Ancestors: The Humankind Odyssey
Evolution by repetition in survival game.
The aroused moaning of the prehistoric ape I’m trying to bang is getting to be a bit much. She’s really into this backrub I’m giving her, but I’m having trouble feeling the mood myself. We’re squatting in the freezing rain, my leg is broken, I have an orphaned toddler clinging to my back, and another member of my clan is enthusiastically picking his nose in my sightline. It’s not even a tiny bit romantic, but hey – I’m trying to save our species.

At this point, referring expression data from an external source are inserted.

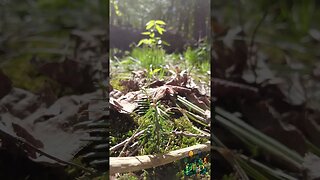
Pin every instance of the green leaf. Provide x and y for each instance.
(160, 22)
(145, 33)
(150, 24)
(165, 43)
(143, 41)
(160, 29)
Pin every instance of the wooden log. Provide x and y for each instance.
(136, 163)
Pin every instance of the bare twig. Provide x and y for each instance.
(136, 163)
(191, 135)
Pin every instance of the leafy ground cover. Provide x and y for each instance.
(159, 106)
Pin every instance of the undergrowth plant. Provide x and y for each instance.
(151, 52)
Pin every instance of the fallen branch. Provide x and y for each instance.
(125, 141)
(136, 163)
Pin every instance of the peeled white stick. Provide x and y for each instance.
(136, 163)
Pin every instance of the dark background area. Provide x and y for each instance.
(53, 69)
(265, 74)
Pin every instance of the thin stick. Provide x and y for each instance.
(124, 142)
(191, 135)
(136, 163)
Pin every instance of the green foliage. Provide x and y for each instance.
(198, 57)
(149, 56)
(153, 27)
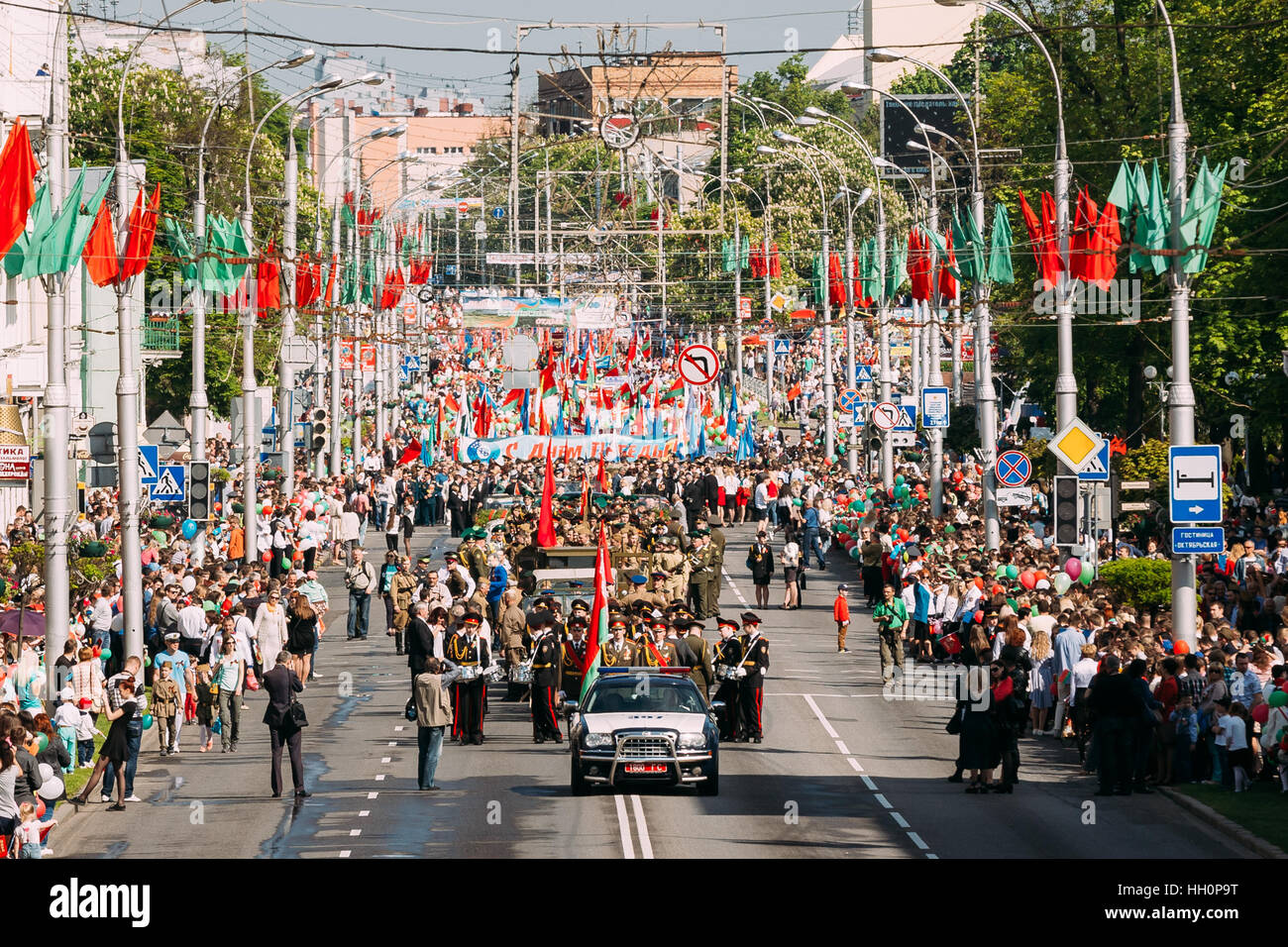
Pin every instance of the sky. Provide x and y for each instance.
(760, 33)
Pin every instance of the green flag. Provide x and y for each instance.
(1000, 248)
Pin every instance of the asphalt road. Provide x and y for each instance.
(842, 772)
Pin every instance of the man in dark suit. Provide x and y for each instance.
(420, 641)
(281, 684)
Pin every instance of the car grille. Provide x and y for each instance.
(645, 746)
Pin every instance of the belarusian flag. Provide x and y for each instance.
(597, 613)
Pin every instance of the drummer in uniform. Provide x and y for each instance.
(617, 652)
(726, 657)
(751, 681)
(575, 660)
(469, 652)
(546, 661)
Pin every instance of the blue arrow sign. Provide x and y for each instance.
(149, 463)
(170, 486)
(1194, 483)
(1196, 540)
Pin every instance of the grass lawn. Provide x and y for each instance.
(1262, 809)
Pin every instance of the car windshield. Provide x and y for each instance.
(644, 693)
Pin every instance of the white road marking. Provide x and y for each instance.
(642, 827)
(623, 825)
(822, 719)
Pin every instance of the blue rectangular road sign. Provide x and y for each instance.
(170, 486)
(1196, 540)
(1194, 483)
(934, 407)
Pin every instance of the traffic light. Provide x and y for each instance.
(321, 434)
(1065, 505)
(198, 489)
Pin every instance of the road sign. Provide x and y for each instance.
(699, 365)
(1098, 466)
(885, 415)
(907, 418)
(1076, 446)
(150, 463)
(1014, 496)
(934, 407)
(1014, 468)
(1196, 540)
(170, 483)
(1194, 483)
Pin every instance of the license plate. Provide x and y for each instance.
(645, 768)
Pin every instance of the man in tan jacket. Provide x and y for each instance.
(433, 714)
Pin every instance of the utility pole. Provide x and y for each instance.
(56, 499)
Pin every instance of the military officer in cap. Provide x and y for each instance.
(617, 652)
(468, 650)
(751, 681)
(726, 657)
(699, 575)
(575, 659)
(700, 672)
(546, 665)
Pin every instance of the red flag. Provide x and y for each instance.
(411, 453)
(143, 227)
(17, 188)
(546, 523)
(99, 253)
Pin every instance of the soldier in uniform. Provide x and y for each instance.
(575, 660)
(728, 655)
(468, 650)
(751, 681)
(699, 575)
(700, 673)
(546, 664)
(716, 541)
(617, 652)
(673, 564)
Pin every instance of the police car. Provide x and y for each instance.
(644, 725)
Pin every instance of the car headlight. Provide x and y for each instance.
(694, 741)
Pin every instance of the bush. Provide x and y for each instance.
(1141, 582)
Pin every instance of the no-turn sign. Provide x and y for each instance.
(699, 365)
(887, 415)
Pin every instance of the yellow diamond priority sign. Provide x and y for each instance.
(1076, 446)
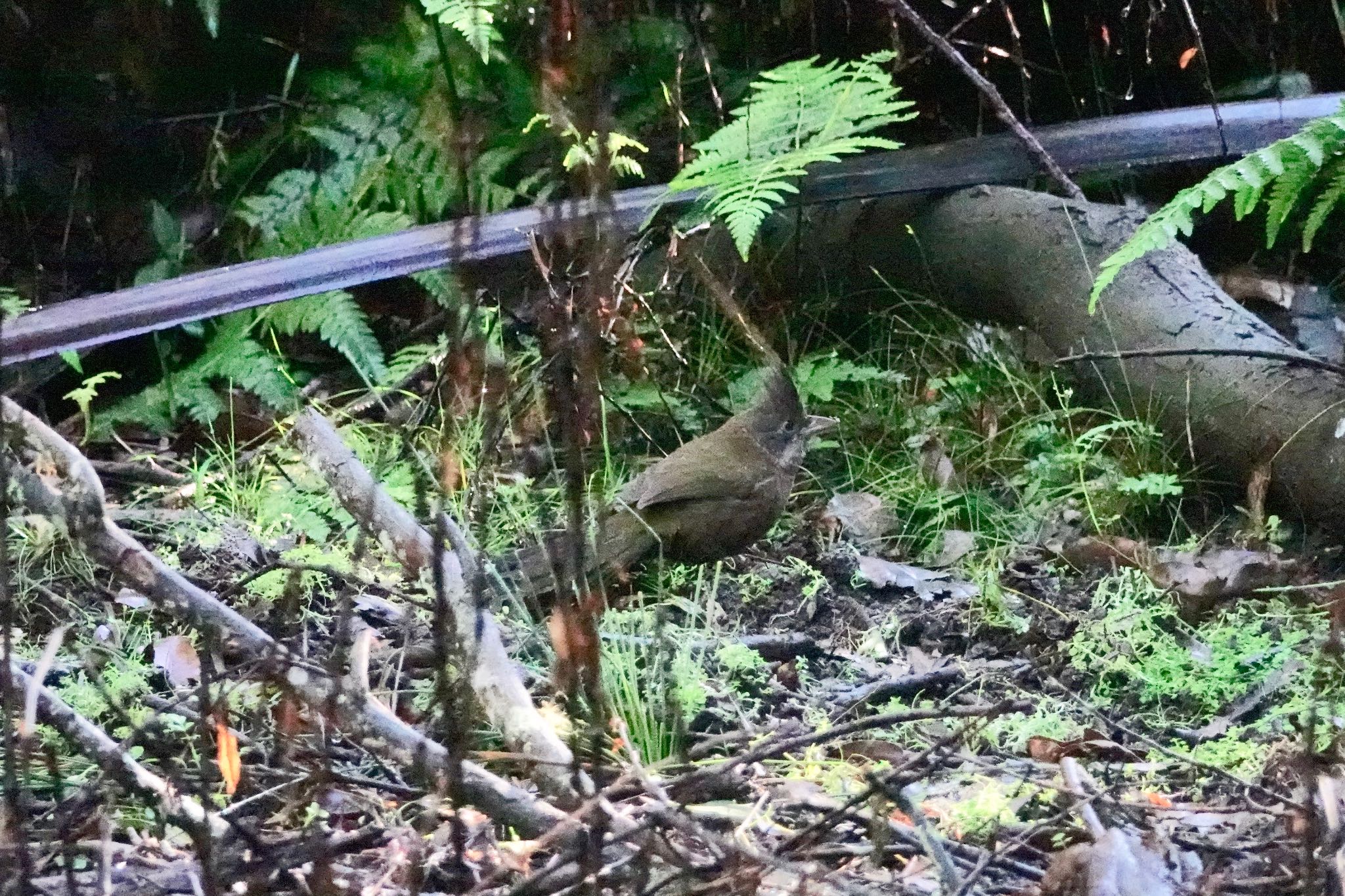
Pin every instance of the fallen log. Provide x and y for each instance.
(1113, 142)
(1243, 398)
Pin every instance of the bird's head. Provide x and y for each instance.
(779, 423)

Listening to an ape get horny as I rub her hairy back isn’t the only thing I’m not keen on in third-person survival game Ancestors: The Humankind Odyssey. It begins 10 million years in the past with you controlling the leader of a small clan of hominids – the distant precursors to human beings that eventually evolved, invented computers, developed games about ancient hominids, and wrote reviews about them. Like evolution itself, Ancestors is slow, often uneventful, and a frequently frustrating struggle.
MONKEYSHINES
An average day in Ancestors is spent exploring the forests of Africa, using your senses to examine your surroundings. But the novelty of detecting something by sound or scent wears off almost immediately due to repetition and awkward controls. When I want to use my senses to investigate something, I need to stop moving completely. Then I need to make sure I’m not close to any rock, stick, plant, or food item or I’ll get the prompt to interact with that item instead of the prompts to use my senses, resulting in a lot of awkward shuffling around. Even just trying to target another hominid for an interaction is a fiddly annoyancee.

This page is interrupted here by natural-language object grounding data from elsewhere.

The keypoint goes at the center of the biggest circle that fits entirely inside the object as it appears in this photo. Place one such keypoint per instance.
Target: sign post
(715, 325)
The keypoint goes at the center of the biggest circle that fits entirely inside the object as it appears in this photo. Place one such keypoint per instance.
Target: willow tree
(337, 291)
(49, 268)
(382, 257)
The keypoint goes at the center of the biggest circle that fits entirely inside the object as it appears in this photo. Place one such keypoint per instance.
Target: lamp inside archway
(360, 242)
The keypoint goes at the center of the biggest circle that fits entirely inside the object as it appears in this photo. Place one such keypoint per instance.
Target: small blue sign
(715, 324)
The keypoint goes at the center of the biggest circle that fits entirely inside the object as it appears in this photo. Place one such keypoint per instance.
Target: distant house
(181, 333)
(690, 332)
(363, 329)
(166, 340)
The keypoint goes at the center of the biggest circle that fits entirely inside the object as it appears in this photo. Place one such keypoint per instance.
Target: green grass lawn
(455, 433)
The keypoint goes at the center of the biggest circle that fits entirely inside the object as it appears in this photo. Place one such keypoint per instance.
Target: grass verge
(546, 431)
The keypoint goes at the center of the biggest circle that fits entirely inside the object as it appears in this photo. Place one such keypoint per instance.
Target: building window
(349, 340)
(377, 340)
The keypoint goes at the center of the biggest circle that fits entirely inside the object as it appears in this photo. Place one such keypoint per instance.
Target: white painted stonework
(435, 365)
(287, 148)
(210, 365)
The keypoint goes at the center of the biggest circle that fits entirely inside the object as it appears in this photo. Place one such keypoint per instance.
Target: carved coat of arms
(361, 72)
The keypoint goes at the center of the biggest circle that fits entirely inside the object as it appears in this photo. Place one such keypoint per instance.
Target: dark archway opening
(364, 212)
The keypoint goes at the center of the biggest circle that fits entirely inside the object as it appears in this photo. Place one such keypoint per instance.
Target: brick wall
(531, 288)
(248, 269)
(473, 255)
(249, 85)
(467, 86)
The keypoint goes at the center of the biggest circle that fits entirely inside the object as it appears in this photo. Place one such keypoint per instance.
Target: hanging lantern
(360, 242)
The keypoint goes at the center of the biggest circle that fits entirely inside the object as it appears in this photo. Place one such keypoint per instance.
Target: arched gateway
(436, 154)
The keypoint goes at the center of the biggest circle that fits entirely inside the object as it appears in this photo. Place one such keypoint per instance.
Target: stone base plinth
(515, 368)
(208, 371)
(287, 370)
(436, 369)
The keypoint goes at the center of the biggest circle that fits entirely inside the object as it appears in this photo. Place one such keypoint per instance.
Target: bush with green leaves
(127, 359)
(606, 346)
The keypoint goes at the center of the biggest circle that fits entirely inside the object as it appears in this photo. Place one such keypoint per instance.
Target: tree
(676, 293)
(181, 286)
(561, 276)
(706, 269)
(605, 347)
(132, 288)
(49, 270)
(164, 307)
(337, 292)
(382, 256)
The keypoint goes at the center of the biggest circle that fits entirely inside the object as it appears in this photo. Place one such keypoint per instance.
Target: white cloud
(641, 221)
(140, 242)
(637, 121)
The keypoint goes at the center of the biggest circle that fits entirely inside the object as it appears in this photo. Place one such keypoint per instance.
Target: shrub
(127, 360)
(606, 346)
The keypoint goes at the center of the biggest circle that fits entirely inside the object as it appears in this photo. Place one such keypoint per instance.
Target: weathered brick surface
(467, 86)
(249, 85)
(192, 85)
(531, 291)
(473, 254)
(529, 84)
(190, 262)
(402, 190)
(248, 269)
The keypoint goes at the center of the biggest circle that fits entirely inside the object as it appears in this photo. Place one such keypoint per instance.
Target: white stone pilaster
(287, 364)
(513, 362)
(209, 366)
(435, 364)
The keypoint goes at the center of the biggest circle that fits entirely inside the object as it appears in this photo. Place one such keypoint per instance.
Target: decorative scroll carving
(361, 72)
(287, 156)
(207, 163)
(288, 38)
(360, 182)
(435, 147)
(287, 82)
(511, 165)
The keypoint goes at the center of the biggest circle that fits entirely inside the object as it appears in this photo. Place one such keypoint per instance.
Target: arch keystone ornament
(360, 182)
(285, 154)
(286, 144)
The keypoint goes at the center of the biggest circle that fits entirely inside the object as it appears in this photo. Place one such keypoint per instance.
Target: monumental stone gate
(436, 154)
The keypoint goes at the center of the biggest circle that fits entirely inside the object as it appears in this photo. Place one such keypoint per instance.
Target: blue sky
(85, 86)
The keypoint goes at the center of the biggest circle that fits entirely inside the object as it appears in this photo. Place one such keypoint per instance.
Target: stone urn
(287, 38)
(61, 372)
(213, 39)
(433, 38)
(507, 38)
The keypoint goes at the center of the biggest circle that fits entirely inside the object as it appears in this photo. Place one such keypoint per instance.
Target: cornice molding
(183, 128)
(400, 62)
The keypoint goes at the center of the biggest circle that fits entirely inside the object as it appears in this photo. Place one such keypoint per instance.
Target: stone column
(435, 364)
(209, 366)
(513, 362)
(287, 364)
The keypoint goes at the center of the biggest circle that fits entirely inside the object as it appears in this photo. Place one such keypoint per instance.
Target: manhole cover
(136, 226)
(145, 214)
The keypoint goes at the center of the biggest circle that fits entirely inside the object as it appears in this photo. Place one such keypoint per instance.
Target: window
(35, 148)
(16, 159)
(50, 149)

There’s naturally lots of climbing and jumping around on the cliffs and trees, which can be exhilarating when making long leaps to snag vines and branches, but much less fun when you miss. Most expeditions wind up with me plummeting to the ground at least once and shattering my leg. The finer movements of my hominid are even more difficult, like trying to transition from a vertical tree trunk to a horizontal branch, which takes a lot of manoeuvring and re-adjusting.
STICKS AND STONES
If you survive and progress long enough, you can advance time hundreds of thousands of years at once and continue playing with the successors of your lineage. Your clan’s experiences and knowledge are matched against science’s estimation of the real thing when you make these evolutionary leaps. I was pretty stoked that my first clan, the Chunky Monkeys, was evolving faster than hominids actually did, mainly because I’d figured out how to bash things with chunks of obsidian earlier than my real-life ancestors did.
Alas, the lineage of the Chunky Monkeys was wiped out about a million years later after losing a few fights and running out of fertile females. Starting Ancestors over again from the beginning is a major drag, having to re-discover every leaf and plant I’ve already long since grown tired of gathering, sniffing, and tasting – not to mention all those backrubs. I haven’t finished Ancestors yet, but I’ve had enough of it.